Chunky Orange Marmalade

Orange marmalade. Love it. If I didn’t like cooking so much I’d probably eat marmalade and buttered toast at least twice a day – followed by a mug of Britain’s finest black tea steeped for ages and drowned in (soy) milk. So if like me – and my Dutch hubby no less – you have a passion for marmalade, making your own is worth the little effort it takes. Just be sure to cut the orange slices as thin as possible and be patient while it simmers.

To store home-made marmalade I usually use clean empty mayonnaise jars that come with metal lids. They generally create a good vacuum seal, but glass jars with a metal undamaged resealable lids should work too. (Of course, one can also use proper preserves jars.) Which ever way you go, as the marmalade cools a metal lid will become concave. Later, when ready to spread on toast, the jar should open by gentle force and give a soft pop sound as the vacuum is released. Then you know the seal worked.
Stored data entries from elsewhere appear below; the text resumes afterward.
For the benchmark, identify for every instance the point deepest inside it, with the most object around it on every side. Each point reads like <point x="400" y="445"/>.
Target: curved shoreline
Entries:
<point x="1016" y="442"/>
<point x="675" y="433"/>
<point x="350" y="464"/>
When it doesn’t, yikes; if it’s been sitting in the pantry for a few months then better check the surface of the marmalade before sticking a spoon into it…

The volume of orange to sugar is about equal, so if you’re oranges are small, use two 🙂


1 large organic orange
130 g (⅔ cup) sugar


  • Sterilize a clean glass jar with metal screw-top lid (or a preserves jar) by submerging them in boiling water for ten minutes or; submerge the metal lid in boiling water and fill the glass jar a quarter-way up with water. Place the jar (but not the metal lid!) in the microwave for two minutes on high heat.
  • Scrub the outside of the orange.
  • Cut the whole orange in half, including the peel. Take out any pits, then cut the orange halves into half again. Cut together the peel and fruit segments into very thin slices.
  • Put the orange slices and sugar into a small heavy bottomed saucepan. Set over a low-medium flame. Bring to a gentle simmer, stirring all the time to prevent burning until the sugar melts. When the sugar has melted, adjust the flame so that the marmalade keeps simmering but is not boiling too fiercely. Using a wooden spoon, stir across the bottom of the pan at short intervals.
  • When the sugar becomes thick and syrupy, turn off the flame.
  • Empty the sterilized jar, being careful not to burn yourself, put it on a tray and pour in the hot marmalade. (Place a metal spoon into the jar whilst filling to prevent it from breaking. The spoon will act as a heat shock absorber.)
  • Clean the rim of the jar before putting on the lid.
  • Using oven-mits or a tea towel to prevent burning yourself, screw the lid on tightly and turn the jar upside down on the tray. Leave to cool down.
  • Clean the outside of the jar, check the lid is concave, and store in a cool, dark place.
  • Unopened, it will keep for ages.